AUS vs IND Series 2021 the Gavaskar Trophy, India won the Series and made all Australians Stunned at the very same pitch where Australian teams are very good, At The Gabba, Brisbane.
Test cricket is life itself: not only is it a game of the highest skill, it is also a test of endurance and adaptability, patience and courage. There is the toil, ball after ball, session after session, day after day.
You can glide on the waves only if you have the heart to weather the storms. There is heartbreak and there is redemption: Test cricket always gives you a second chance.
How well India forged steel from the debris of Adelaide, numerically the lowest point of their Test history, with their captain and best batsman, and one of their strike bowlers gone.

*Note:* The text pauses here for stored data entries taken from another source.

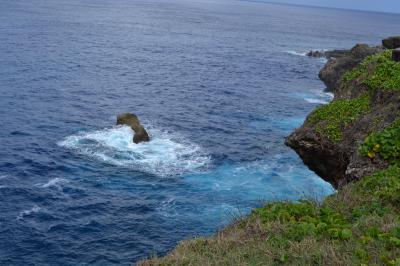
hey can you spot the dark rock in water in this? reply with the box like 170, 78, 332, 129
393, 48, 400, 62
319, 44, 382, 92
117, 113, 150, 144
382, 36, 400, 49
132, 125, 150, 144
306, 50, 325, 58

Given all that they had to overcome, it was appropriate that they should have finished their trial in the toughest arena.
For subcontinental teams, Australia, with its hard pitches, big grounds, tall and muscular fast bowlers, and the aura of intimidation in the air, is the hardest land. And nothing amplifies the Australianness of Australian cricket as much as the Gabba, where the pitch, not yet a drop-in, yields bounce and movement, and where the cracks lengthen as the match wears on, making the aforementioned fast bowlers feel even deadlier; where Australia had not lost a Test since 1988, and where India have never won one.

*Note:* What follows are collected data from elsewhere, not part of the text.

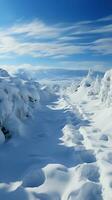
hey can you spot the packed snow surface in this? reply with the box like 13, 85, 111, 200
0, 68, 112, 200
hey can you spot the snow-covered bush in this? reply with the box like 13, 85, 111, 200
92, 75, 101, 95
80, 69, 94, 88
100, 70, 112, 106
77, 69, 101, 98
88, 75, 101, 97
0, 68, 41, 141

When it emerged that India were reluctant to travel to Queensland, it was put down in some quarters to their fear of the “Gabbattoir” rather than to legitimate concerns about the hard quarantine norms in Queensland.
AUS vs IND Series 2021
What did Australian said at their disposal? Barely 11 fit men to put on the park, with six of their first-choice bowlers, two of whom had made match-defining contributions with the bat, lost to injury (one more would be incapacitated in the first innings of the match) and two middle-order batsmen, in addition to their captain, gone too. The number of wickets taken by the bowlers of the two teams read 1033 to 13, going into the game.
And their captain loses the toss, his third in a row, at a ground where no opposition team has ever mounted a successful chase of over 200. And Australia’s bowling attack is one of their best ever.

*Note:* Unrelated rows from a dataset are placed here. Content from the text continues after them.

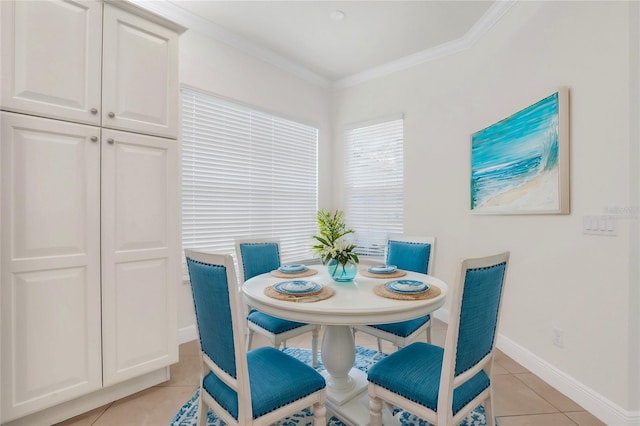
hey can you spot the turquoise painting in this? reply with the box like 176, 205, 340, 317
471, 89, 569, 214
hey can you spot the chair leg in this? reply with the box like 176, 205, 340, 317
196, 387, 207, 426
312, 393, 327, 426
369, 387, 383, 426
426, 323, 432, 343
377, 337, 383, 353
311, 327, 319, 367
485, 394, 496, 426
246, 329, 254, 351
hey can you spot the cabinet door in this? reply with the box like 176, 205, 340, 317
102, 4, 179, 139
0, 0, 102, 125
0, 113, 102, 422
101, 129, 178, 386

Given all the fairy tales they have woven on this tour, how could India do anything but cap it with the biggest of them all: the most audacious of heists, a chase of 328 on the final day.
It’s a Test they didn’t need to win; a draw would have done enough to see them hold on to the Border-Gavaskar Trophy, which they won handsomely on these shores two years ago. But just how could they not go for the win?